“I’ve been on the docks all my life, boy, and there’s one thing I’ve learned — you don’t ask no questions, you don’t answer no questions.”
Genres, Themes, Actors, and Directors:
Response to Peary’s Review:
On the Waterfront has been criticized on multiple fronts over the years: by those upset about its portrayal of the longshoreman’s union in the 1950s as corrupt; by those who claim On the Waterfront is essentially anti-union (I disagree); and — most famously — by those who believe Kazan was trying to offer Terry’s story as an apologetic for his own name-spilling to the House of Un-American Activities Commission (HUAC).

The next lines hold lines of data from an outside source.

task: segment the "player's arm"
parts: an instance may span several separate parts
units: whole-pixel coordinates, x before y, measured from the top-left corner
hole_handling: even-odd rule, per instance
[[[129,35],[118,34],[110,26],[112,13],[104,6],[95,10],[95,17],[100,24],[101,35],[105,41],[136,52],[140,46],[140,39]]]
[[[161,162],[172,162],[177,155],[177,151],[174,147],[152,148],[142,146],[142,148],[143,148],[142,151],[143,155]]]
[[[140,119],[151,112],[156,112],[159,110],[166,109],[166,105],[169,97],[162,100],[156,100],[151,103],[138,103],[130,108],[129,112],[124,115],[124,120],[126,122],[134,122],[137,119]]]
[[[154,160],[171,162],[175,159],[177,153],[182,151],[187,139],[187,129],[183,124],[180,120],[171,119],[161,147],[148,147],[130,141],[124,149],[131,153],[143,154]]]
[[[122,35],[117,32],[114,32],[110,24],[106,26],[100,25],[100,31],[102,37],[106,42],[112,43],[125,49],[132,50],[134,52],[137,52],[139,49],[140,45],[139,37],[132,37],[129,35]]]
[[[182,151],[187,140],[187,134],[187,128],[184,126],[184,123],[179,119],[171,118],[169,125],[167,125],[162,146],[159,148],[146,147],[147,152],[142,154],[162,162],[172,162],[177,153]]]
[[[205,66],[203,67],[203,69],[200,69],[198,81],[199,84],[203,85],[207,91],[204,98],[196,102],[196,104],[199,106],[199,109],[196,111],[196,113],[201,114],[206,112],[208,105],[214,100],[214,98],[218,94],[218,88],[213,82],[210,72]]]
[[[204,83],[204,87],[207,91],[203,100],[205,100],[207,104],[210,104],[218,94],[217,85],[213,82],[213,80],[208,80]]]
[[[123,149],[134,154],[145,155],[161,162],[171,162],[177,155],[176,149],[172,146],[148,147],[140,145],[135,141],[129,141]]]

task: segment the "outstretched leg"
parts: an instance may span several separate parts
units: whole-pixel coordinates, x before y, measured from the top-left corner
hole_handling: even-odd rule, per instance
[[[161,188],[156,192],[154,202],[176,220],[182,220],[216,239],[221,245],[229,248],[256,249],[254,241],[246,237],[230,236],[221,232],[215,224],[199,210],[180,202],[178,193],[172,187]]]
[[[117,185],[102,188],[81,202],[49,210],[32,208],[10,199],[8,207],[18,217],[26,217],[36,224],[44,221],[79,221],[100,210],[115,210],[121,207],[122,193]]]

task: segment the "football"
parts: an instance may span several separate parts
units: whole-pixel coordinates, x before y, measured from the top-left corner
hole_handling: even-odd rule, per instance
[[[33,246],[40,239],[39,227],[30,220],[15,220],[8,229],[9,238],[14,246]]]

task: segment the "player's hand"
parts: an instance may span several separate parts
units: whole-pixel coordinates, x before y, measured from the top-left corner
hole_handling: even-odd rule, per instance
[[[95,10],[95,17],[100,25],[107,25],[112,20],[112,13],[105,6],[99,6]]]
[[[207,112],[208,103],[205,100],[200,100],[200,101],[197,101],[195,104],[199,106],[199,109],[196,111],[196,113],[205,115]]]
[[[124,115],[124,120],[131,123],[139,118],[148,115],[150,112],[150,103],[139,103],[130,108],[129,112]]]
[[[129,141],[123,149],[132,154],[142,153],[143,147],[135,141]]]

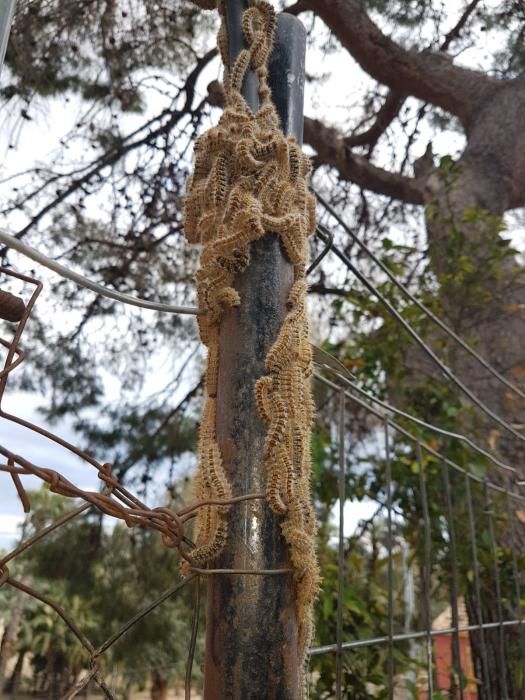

Ultimately, however, I choose to view the film as a fable-like character study about personal redemption, rather than a polemic on unions, corruption, or Kazan himself.
The film’s primary flaw (as noted by Peary) is the fact that “too much Christian morality is expounded by the overacting Karl Malden” — indeed, the scenes with Father Barry are a major distraction. Fortunately, there are enough memorable moments in On the Waterfront — Terry walking with Edie in the park; Terry’s poignant talk with Charlie in the taxi cab; the final climactic moments on the docks — to make up for those which don’t quite work. Also noteworthy are Leonard Bernstein’s majestic score (his first), and Boris Kaufman’s luminous black-and-white cinematography. Ultimately, On the Waterfront remains a glorious example of collaborative filmmaking, and merits multiple viewings by film fanatics.